Daylana Pacheco da Silva, Maysa Luna de Sousa, Graciela Maria Oliveira Sipaúba, Mariá Soares Leal de Moura, Valdimar da Silva Valente, Carmem Dolores Vilarinho Soares de Moura

Resumo


O objetivo desse estudo foi analisar a percepção clínica, ética e legal de acadêmicos do curso de Odontologia sobre o gerenciamento de Resíduos em Serviços de Saúde (RSS). O estudo foi do tipo observacional transversal, com amostragem censitária de acadêmicos do 8º(n=23) e 9º(n=18) períodos. No questionário aplicado abordou-se o processo de produção, manuseio e descarte dos RSS, no que concerne ao gerenciamento, legislação e questões éticas. Os dados foram organizados em planilhas e interpretados por meio de análise descritiva. Sobre as normas vigentes para o gerenciamento de RSS, 82,9% e 95,1% dos estudantes afirmaram desconhecer o tratamento/disposição final e regulamento técnico para o gerenciamento de RSS, respectivamente. Em relação ao Plano de Gerenciamento de Resíduos de Serviços de Saúde (PGRSS), 85,4% não conhecem o Código Penal e 87,8% não estão familiarizados com o Código Civil.
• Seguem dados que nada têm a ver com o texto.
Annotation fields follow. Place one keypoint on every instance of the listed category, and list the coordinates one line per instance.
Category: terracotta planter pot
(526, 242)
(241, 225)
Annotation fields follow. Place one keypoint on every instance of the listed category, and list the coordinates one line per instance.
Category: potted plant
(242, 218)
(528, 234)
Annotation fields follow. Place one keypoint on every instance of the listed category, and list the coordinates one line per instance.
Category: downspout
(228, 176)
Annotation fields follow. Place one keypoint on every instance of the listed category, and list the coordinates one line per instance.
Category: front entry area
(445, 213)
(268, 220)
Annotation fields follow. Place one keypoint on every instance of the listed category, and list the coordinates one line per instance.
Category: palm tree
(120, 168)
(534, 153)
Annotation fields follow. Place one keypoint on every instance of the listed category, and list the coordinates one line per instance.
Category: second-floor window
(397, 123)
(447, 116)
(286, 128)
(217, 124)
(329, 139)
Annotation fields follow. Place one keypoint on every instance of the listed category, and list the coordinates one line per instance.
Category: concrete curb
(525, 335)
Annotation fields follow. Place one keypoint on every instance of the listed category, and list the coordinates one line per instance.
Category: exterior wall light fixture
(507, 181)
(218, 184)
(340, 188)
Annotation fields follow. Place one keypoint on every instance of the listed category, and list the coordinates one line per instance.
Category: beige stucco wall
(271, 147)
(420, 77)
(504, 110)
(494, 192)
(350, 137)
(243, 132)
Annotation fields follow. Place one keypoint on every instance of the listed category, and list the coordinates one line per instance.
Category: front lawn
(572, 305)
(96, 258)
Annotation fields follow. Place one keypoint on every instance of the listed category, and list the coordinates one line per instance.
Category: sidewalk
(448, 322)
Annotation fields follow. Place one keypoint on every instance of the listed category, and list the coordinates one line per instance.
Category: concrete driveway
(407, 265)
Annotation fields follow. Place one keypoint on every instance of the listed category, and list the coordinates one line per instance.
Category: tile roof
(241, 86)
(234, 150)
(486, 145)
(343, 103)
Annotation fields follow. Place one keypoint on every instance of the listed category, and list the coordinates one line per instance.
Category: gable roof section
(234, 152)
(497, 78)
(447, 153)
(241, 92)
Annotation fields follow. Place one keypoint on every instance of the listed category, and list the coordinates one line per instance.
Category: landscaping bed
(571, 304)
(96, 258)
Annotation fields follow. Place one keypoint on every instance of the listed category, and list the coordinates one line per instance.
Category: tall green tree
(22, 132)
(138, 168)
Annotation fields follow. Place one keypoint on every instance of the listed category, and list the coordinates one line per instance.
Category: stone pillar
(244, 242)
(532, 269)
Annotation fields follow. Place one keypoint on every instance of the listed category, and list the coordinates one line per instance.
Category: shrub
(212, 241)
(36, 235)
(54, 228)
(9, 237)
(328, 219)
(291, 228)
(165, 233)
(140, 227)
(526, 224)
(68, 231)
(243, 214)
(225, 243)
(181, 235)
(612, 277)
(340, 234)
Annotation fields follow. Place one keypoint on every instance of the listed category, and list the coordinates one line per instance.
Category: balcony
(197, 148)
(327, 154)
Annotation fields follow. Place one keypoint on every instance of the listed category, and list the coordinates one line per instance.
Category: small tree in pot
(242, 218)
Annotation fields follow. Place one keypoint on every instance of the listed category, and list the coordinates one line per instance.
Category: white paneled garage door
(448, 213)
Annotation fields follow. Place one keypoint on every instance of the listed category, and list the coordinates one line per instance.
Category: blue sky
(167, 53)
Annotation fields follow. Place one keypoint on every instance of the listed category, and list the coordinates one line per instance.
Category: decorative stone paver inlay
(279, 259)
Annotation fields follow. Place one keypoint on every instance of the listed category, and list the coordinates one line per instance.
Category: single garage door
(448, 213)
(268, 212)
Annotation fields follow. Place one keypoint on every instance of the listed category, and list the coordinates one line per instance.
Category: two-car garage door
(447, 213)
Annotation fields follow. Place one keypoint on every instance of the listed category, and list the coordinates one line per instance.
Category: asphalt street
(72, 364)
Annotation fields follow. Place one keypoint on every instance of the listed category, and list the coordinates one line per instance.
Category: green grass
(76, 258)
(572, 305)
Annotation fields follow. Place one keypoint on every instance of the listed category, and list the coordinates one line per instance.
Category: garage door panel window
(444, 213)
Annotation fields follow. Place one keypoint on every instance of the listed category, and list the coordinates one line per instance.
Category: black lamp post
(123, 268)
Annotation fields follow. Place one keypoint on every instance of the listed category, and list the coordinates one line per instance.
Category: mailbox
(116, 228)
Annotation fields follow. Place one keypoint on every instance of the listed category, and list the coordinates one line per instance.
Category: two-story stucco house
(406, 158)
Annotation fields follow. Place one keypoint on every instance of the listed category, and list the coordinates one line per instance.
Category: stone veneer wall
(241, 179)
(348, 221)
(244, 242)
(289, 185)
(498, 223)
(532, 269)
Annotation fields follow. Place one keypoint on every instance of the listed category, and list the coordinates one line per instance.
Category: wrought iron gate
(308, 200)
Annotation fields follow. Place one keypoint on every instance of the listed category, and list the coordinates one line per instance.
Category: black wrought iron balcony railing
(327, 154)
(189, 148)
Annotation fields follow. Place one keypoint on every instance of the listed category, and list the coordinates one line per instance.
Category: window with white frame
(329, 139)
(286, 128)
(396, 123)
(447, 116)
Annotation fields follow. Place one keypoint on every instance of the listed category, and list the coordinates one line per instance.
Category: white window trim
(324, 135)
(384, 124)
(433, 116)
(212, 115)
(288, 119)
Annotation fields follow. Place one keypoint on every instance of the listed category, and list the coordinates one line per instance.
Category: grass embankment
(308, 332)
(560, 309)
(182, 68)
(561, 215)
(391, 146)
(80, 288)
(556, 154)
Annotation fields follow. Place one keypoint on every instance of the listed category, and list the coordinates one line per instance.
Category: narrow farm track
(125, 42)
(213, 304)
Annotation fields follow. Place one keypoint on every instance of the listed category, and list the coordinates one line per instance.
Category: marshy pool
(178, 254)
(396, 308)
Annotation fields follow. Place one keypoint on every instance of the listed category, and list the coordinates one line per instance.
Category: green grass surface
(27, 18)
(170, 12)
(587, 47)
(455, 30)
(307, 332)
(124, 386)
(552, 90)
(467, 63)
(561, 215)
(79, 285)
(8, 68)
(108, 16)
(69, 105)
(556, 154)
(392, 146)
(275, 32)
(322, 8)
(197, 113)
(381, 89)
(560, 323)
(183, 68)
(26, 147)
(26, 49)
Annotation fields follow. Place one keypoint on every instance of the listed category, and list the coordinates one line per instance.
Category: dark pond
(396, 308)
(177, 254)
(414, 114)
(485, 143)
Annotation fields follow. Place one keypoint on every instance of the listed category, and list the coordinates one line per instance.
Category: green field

Além de disso, a maioria dos entrevistados desconhecem as Normas da Associação Brasileira de Normas Técnicas (75,6%) e as Resoluções do Conselho Nacional do Meio Ambiente (82,9%) e da Agência Nacional de Vigilância Sanitária (95,1%). Por outro lado, 73,2% afirmam conhecer os direitos e deveres do cirurgião-dentista, presentes no Código de Ética Odontológica. Quanto à classificação dos resíduos produzidos em ambiente odontológico, 95,1% responderam corretamente sobre o hipoclorito de sódio e 97,6% sobre os roletes de algodão e gaze com sangue. Portanto, foi possível concluir que existe conhecimento satisfatório sobre os aspectos clínicos e éticos, entretanto insuficiente quanto às legislações vigentes no Brasil.


Palavras-chave


Resíduos de Serviços de Saúde. Estudantes de Odontologia. Minimização de Prejuízos Ambientais. Acondicionamento de Resíduos Sólidos.